なぜ投資漫画を描こうと思ったのか?

三田氏が一通り、漫画家になったきっかけを語ったところで来場者からの質問コーナーが設けられた。ある参加者は「どの作品を選ぶかが漫画家にとっては『投資』になると思うが、『インベスターZ』を描こう、このネタに『投資』をしようと思った理由を聞きたい。(アベノミクスによる株高で)現在、見方によっては『投資』は一段落してしまったタイミングかと思うのだが」と質問を投げかけた。
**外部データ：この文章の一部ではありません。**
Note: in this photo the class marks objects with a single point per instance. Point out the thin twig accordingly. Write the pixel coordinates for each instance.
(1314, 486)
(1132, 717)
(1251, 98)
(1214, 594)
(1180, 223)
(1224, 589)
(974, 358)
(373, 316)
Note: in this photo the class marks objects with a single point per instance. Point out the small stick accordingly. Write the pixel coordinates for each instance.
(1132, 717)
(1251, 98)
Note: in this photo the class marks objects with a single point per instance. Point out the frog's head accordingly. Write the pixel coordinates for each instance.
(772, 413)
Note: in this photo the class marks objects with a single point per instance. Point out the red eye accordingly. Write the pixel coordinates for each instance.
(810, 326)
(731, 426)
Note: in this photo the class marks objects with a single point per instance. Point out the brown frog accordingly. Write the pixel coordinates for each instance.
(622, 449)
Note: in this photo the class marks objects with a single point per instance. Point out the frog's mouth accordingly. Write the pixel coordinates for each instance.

三田: きっかけはまず、ある私立学校へ取材へ行ったときに、私立の学校経営がものすごく厳しいんだと知ったことです。とにかく先生の給料払うので精一杯だという話を聞いて、学校経営というのはすごく厳しいんだということを知ったんですね。で、じゃあ学校をどうやって運営したらいいかと考えた時に、学校の創立者が資金を出す、それを運用し利回りを得る。利回りで経費を賄えば安定的な教育ができるんじゃないかと考え、編集部に提案したというのが一つの経緯です。

これね、自分で言うのもなんですけどこの漫画が「うまいとこついてるな」って思うのが、学校を舞台にしているところなんです。つまり投資を漫画にするとだいたい主人公は証券会社の営業マンかすごい借金を抱えて一発当ててやろうと考えている20歳のフリーターとかになるんですけど、なんかそういう、投資を完全に目的化する作品はほぼ100%失敗すると思いました。
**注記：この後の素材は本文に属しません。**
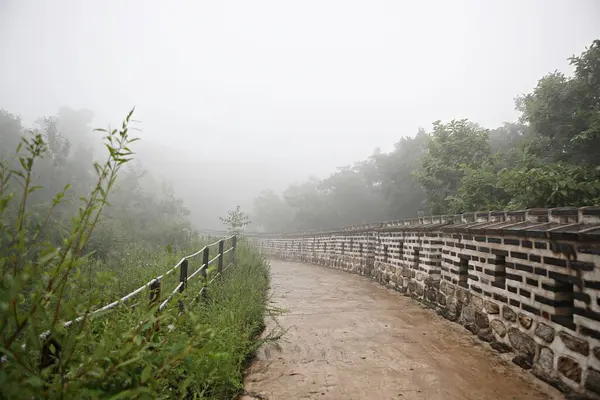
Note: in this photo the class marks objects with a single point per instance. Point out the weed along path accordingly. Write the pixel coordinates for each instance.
(350, 338)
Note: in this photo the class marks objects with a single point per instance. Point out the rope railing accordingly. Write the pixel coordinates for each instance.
(155, 284)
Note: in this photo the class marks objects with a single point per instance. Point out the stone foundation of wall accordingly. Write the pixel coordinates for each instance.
(524, 281)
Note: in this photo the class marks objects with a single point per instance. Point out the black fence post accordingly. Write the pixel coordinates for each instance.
(205, 263)
(154, 292)
(233, 246)
(50, 354)
(183, 275)
(183, 281)
(220, 260)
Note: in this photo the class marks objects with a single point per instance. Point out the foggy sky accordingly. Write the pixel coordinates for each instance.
(274, 91)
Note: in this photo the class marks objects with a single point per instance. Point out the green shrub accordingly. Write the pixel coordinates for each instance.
(134, 351)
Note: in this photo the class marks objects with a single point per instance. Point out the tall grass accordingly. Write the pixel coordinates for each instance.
(134, 351)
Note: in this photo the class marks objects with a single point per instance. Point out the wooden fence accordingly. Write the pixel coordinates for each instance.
(51, 349)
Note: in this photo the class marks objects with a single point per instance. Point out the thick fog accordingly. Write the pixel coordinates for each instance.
(234, 97)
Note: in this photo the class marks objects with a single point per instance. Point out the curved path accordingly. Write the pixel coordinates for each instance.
(351, 338)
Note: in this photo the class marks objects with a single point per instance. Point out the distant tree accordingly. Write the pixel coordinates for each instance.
(236, 221)
(402, 194)
(272, 213)
(565, 112)
(451, 148)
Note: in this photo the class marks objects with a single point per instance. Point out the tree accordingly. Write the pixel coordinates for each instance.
(565, 112)
(402, 194)
(271, 212)
(450, 149)
(236, 221)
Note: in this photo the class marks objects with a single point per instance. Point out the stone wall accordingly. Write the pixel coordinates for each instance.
(524, 281)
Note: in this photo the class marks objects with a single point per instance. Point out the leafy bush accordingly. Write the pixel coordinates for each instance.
(49, 277)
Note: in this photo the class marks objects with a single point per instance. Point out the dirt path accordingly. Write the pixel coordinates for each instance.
(350, 338)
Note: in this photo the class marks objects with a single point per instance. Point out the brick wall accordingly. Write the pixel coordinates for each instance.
(524, 281)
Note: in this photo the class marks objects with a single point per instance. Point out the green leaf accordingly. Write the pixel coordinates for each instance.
(146, 373)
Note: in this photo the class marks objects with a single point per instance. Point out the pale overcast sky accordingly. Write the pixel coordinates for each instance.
(299, 87)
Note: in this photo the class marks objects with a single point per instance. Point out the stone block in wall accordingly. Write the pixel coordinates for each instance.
(491, 307)
(508, 314)
(575, 344)
(525, 321)
(498, 327)
(569, 368)
(545, 332)
(546, 359)
(592, 380)
(521, 342)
「投資で当てよう」ということを目的化とした漫画を描くと非常に殺伐とした、刺々しい内容になる。当たったとか、外したとか、儲かったとか、損したとか。そういう話になると演出の部分でものすごい苦労する。こうしたマイナスポイントを全部排除するには、多少キャラクターに余裕を持たせて、投資の知識を得ながら成長していく話のほうが絶対成功確率は高くなると思った。そこで舞台は学校にして、主人公は中学1年の男の子にしました。

目標は明確に。小さい所を狙う

もう1点言えば、投資を題材にして成功したパターンがないということ。(成功すれば)そこで代表作になれる。漫画においてネタのフロントランナーになるというのはすごく大事で、そこを狙って投資の作品を成功させようというプロジェクトでみんなで動いているわけです。
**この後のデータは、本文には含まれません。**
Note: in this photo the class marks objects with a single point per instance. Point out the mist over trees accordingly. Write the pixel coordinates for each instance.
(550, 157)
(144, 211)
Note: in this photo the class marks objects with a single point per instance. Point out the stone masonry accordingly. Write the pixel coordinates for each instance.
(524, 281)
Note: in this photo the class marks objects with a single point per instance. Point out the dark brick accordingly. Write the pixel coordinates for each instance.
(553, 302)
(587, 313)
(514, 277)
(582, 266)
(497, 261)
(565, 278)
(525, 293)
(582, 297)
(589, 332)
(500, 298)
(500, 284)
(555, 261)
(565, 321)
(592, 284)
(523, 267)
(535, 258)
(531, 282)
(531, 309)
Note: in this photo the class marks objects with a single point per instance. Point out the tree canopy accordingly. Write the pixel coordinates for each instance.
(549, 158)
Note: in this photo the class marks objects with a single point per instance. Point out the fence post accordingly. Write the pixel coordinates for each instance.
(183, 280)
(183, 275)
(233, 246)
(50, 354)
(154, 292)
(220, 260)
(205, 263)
最後になりますけども、みなさん人生の成功ってなんだろうと思われるかもしれないが、僕に限って言えば漫画で大きなヒットを飛ばすということです。自分の最大の目標です。みなさんいろんな立場で暮らしてらっしゃると思います。明確な目標をぜひ持ったらいい。これで成功したいとか、これで当てたいとか。意外とみなさんと話していると目標が漠然としている人が多い。だんだん人生短くなってきますので、もうちょっとピンポイントに狙って、自分の力を集中させるような人生の工夫をしたらいいと思う。僕は常に小さい所を狙うということをやっています。参考にしていただけたらと思います。